Working towards equality

Working towards equality

Last week young women from Project O in Smithton and Wynyard were working with former Australian of the Year and domestic violence campaigner Rosie Batty to develop skills in advocacy and agency.

Project O is a primary prevention initiative which has run for six years in five states and territories, enabling young women to lead change in remote and disadvantaged communities affected by gender inequality and family violence. 

Female mentors walk beside the young women, who develop new skills and contribute to their community, building confidence, resilience, leadership and agency as well as essential digital skills.

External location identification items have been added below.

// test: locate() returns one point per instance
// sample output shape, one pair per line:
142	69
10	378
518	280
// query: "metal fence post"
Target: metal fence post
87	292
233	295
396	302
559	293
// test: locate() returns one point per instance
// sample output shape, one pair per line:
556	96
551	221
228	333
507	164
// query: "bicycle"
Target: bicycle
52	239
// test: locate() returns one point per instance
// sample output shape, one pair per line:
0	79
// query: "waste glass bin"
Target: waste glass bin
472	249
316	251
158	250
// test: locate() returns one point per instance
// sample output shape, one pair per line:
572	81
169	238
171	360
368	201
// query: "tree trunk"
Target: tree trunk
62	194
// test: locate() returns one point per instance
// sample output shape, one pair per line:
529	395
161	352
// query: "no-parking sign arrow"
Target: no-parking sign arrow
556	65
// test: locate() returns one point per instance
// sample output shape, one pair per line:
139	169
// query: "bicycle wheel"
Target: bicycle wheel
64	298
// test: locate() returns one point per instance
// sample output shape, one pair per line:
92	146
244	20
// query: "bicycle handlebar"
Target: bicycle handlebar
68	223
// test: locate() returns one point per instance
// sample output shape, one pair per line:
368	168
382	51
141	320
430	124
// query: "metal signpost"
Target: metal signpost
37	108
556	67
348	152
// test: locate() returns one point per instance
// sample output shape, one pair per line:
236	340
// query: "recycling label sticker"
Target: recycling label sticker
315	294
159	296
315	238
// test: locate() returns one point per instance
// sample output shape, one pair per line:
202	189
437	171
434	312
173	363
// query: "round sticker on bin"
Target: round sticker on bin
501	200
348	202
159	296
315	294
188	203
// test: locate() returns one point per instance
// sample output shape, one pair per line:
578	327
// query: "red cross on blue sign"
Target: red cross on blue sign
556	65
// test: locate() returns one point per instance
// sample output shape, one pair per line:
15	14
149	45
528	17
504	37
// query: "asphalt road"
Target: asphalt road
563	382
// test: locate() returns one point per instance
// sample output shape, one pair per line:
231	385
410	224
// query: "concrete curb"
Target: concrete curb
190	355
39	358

Last week young women from Project O in Circular Head and Wynyard participated in a roundtable discussion with Rosie, sharing their experiences of issues around gender stereotypes, youth mental health and tabling positive changes they would like to see in the future.

Rosie spoke about her own journey of advocacy on gender equality and domestic violence and gave the women suggestions on how they could make change in their community.

Later that week Rosie headed to Wynyard High to discuss their learnings and develop an action plan moving forward. The Honourable Ruth Forrest MLC also attended the meeting.

“It is always so transformative for me to meet with the young women of Project O and hear their fresh ideas and how they want to build a stronger, safer community”, Rosie said.

“There is a real desire in the community to get change on gender equality and domestic violence, and these young women are part of this movement. Change starts here, in your street, at your school, in your community.”

“Before Project O I didn’t know how to speak about the things I cared about, and now I feel like I know how to advocate for the things I’m passionate about in my community,” Jade Bambery, of Project O Smithton said.

“We didn’t realise other girls in different communities were facing the same issues or challenges, and now that we’re all working on it together we feel like we can actually make a change,” Shanyssa Faber, Chloe Webb and Leah Hite of Project O Wynyard said.

Rosie Batty has supported the work of Project O for over four years, in Victoria, Western Australia, Tasmania, New South Wales and Canberra. 

She first encountered Project O at an event with the Governor General in Hobart in 2016, and has since worked with and mentored Project O young women through many workshops and events.